I pulled away from the text and found the title page. The title was Ars Conjectandi, the Art of Conjecturing. The author was Professor of Basel, member of the Societies of Paris and Berlin, and of my Master Johann’s family but not my Master. It was Jacob. And below the title was the explanation, Opus Posthumum, published after his death.

“I don’t know Jacob.”

“Gottlieb took his notes and made a book of them, and that was ten times the labor of a stonecutter carving Cupid from a boulder.”

“But who was he? Tell me about Jacob!”

“Father’s brother, father’s teacher, father’s Master. But don’t tell me you can read it!”

“I can,” I’d said eagerly. “Oh, thank you, Master Daniel! Is it mine?”

“It’s yours,” he said. “And if you can read it so well, then I’ll have you explain it to me!”

Even making his joke, he was still treating me as an equal. I was in awe of him then! This was a young man who’d spent a year in Heidelberg and had returned to Basel to finish his doctorate in medicine, and was the son of my revered Master Johann. And I hoped to use his good favor to gain an extra step in my climb of Master Johann’s steep ladder.

That next Saturday, five years ago, I approached my Master’s house with confidence and Uncle Jacob’s book both tucked under my arm. I was taken upstairs and through the door. I still felt very much on trial, having to be perfect in my preparation and understanding each week just to earn my next week’s session. So I sat in my chair and set my papers on the table, and then with pride and desperate hope, I placed my offering, the Ars Conjectandi, on the table for him to notice. My young heart skipped as I waited for my Master’s hard face and the severe gaze to soften.

He took one glance. He recognized the title. Then he transfixed me with the most hostile stare I’d ever experienced. I hadn’t known that such animosity existed, and I was its target! He held me on his sword point for an eternity. Then he proceeded with my lesson, never mentioning the book.

As soon as I could, I slipped the volume into my lap, out of his sight. He ignored the motion. I endured the two hours in agony. I walked home through streets of fire. I ate no dinner but only ran to my room and sobbed my heart out, and vowed never to pester Master Johann with my miserable existence again.

I didn’t keep that vow. I did return, and repaired over months the damage done in that one moment. I believed Daniel should have warned me, but he may not have thought to, or that I would be bold to show off my possession. And since then, I have wondered what became of that boulder of notes from which Gottlieb carved his Conjectandi Cupid. I never have asked Master Johann, of course. Besides stirring his anger at their mention, I was never sure he knew himself where they were.

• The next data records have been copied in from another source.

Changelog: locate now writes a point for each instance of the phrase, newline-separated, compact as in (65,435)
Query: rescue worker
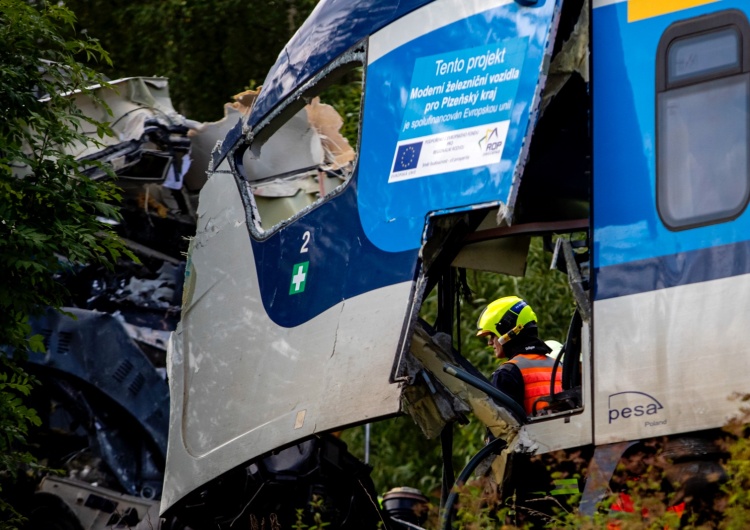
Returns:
(510,326)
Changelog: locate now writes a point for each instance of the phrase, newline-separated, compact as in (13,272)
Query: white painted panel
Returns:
(669,361)
(242,386)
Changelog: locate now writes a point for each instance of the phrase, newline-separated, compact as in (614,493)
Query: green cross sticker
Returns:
(299,277)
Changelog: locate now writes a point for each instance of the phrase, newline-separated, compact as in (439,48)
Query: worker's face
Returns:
(496,346)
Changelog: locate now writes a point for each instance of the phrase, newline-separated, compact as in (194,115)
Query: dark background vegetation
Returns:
(209,49)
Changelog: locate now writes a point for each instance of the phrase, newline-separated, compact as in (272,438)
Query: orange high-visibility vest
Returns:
(536,370)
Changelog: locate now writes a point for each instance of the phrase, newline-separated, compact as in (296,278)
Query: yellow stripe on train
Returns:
(641,9)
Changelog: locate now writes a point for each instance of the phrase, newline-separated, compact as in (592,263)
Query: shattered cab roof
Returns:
(332,28)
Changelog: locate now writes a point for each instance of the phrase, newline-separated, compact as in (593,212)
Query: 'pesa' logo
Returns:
(624,405)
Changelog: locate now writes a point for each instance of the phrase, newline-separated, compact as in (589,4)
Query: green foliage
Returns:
(49,216)
(346,98)
(210,49)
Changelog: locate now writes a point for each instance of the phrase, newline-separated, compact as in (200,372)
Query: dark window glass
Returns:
(702,122)
(712,53)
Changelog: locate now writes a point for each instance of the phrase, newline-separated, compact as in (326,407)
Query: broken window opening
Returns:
(518,264)
(310,155)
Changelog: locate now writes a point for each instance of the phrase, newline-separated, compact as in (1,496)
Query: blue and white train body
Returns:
(482,121)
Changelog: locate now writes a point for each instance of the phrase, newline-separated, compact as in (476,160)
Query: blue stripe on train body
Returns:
(343,263)
(633,250)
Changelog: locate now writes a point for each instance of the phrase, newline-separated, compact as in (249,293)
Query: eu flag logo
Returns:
(407,156)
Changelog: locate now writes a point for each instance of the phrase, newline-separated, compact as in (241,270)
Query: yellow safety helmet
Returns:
(505,318)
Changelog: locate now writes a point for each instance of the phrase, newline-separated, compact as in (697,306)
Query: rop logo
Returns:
(490,146)
(639,405)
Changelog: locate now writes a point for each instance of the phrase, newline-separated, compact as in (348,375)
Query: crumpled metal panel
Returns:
(243,386)
(332,28)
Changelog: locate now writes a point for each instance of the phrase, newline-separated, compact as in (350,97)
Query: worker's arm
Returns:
(508,379)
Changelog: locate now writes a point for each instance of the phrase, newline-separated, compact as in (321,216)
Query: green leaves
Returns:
(50,211)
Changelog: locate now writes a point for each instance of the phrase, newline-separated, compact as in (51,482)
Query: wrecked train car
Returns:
(479,127)
(104,400)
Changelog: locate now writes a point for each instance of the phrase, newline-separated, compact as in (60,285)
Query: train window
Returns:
(702,123)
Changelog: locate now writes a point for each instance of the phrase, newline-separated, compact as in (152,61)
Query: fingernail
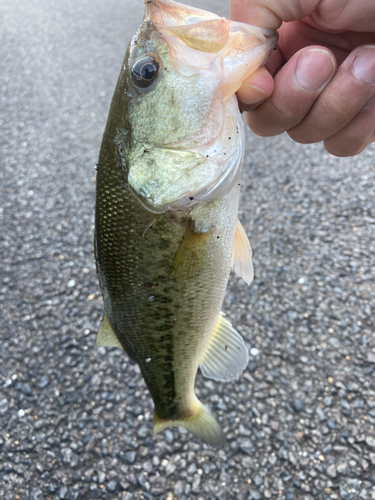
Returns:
(250,94)
(314,69)
(364,64)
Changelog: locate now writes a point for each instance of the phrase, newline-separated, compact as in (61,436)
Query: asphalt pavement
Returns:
(77,422)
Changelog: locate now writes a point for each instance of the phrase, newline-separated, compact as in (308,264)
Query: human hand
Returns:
(323,85)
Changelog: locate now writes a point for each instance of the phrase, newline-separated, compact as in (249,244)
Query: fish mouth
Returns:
(172,179)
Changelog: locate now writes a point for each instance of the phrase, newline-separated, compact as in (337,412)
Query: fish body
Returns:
(168,183)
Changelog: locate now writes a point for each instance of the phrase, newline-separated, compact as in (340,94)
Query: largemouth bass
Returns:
(168,184)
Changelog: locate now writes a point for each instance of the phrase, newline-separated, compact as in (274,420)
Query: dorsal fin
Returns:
(106,337)
(226,355)
(242,263)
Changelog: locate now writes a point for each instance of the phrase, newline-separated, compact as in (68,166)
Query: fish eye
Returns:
(144,71)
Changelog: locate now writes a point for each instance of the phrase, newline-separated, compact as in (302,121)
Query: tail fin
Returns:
(202,424)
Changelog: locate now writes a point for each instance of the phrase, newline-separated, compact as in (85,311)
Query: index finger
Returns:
(270,13)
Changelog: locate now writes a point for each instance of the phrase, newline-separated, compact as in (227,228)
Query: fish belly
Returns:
(162,317)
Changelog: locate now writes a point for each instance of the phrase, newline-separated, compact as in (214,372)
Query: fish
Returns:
(166,223)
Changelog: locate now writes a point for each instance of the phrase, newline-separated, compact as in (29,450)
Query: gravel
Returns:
(77,422)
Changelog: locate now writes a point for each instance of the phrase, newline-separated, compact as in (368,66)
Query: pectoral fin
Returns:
(226,355)
(242,263)
(190,255)
(106,337)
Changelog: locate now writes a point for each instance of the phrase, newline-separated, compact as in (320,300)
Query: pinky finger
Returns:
(356,135)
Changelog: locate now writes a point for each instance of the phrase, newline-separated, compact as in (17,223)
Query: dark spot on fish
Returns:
(149,285)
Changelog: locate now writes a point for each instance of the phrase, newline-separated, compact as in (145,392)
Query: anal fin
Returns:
(201,423)
(106,337)
(242,263)
(226,355)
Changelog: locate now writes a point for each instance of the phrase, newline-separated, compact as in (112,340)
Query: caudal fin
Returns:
(202,424)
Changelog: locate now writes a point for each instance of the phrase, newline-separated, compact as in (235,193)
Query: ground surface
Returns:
(75,421)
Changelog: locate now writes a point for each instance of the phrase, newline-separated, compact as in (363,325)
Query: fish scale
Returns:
(166,231)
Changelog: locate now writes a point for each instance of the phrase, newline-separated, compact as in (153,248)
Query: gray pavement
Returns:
(76,422)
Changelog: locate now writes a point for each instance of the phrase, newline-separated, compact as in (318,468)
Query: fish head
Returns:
(182,70)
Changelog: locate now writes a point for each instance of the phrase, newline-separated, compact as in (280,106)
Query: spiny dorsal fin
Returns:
(106,337)
(242,263)
(226,355)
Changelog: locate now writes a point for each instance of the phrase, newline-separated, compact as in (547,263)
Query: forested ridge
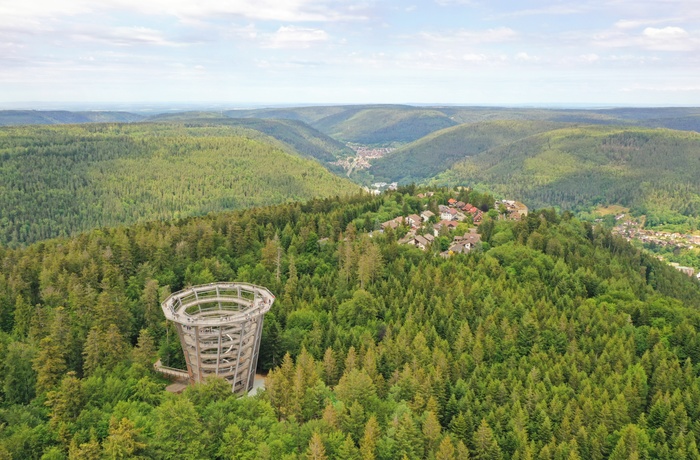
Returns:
(556,341)
(652,171)
(438,151)
(62,180)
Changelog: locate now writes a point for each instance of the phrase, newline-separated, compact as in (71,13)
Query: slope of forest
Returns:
(384,126)
(54,117)
(654,171)
(438,151)
(300,138)
(62,180)
(364,124)
(558,342)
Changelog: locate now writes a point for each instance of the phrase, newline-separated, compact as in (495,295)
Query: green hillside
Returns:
(54,117)
(297,136)
(555,341)
(653,170)
(438,151)
(364,124)
(62,180)
(384,125)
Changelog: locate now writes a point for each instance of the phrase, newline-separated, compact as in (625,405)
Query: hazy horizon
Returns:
(593,53)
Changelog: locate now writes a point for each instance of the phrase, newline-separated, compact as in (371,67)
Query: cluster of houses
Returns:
(459,245)
(424,229)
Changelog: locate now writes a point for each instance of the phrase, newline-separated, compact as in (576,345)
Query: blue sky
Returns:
(238,52)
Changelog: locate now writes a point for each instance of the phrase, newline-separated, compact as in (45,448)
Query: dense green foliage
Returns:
(63,180)
(378,124)
(559,342)
(55,117)
(296,135)
(655,172)
(438,151)
(364,124)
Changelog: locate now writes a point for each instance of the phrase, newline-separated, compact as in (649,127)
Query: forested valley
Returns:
(61,180)
(556,340)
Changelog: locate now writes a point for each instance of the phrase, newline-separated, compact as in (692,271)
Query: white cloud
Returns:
(669,38)
(273,10)
(590,57)
(125,36)
(454,2)
(496,35)
(664,88)
(525,57)
(296,37)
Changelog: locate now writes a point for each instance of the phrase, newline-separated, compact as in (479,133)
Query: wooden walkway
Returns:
(171,371)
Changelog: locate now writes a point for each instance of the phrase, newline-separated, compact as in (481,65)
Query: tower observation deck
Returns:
(220,326)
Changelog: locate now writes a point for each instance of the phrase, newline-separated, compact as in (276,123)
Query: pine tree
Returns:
(123,440)
(49,365)
(485,445)
(446,450)
(316,449)
(368,443)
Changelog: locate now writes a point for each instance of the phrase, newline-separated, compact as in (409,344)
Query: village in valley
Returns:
(363,155)
(632,229)
(457,222)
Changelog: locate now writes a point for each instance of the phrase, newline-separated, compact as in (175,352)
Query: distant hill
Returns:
(656,171)
(364,124)
(55,117)
(438,151)
(62,180)
(295,136)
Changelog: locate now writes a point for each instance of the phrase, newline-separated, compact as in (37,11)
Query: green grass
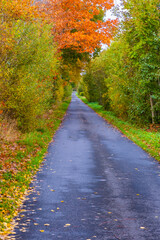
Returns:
(25,161)
(147,140)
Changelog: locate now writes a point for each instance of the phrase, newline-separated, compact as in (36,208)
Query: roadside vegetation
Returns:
(43,48)
(20,159)
(146,137)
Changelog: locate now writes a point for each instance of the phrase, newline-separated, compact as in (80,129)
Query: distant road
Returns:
(94,184)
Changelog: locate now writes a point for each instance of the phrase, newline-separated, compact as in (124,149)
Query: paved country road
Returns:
(94,184)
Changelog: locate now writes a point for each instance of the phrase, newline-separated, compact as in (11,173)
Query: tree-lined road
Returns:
(94,184)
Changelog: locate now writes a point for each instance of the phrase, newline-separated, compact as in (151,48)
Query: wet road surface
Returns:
(94,184)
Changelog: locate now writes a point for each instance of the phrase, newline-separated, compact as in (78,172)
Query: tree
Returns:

Years later, when he was in Italy, Daniel sent me a copy of his own book, Exercitationes, Mathematical Exercises. His note with it said, “More leather for your excellent shelf, Leonhard, and more bait to anger the Bear, if you didn’t learn your lesson before.” But I had learned my lesson, and Master Johann never saw that in my hand; and I’d had my first introduction to Uncle Jacob; and most important of all, both the meticulous Conjectandi and the elegant Exercitationes were gems.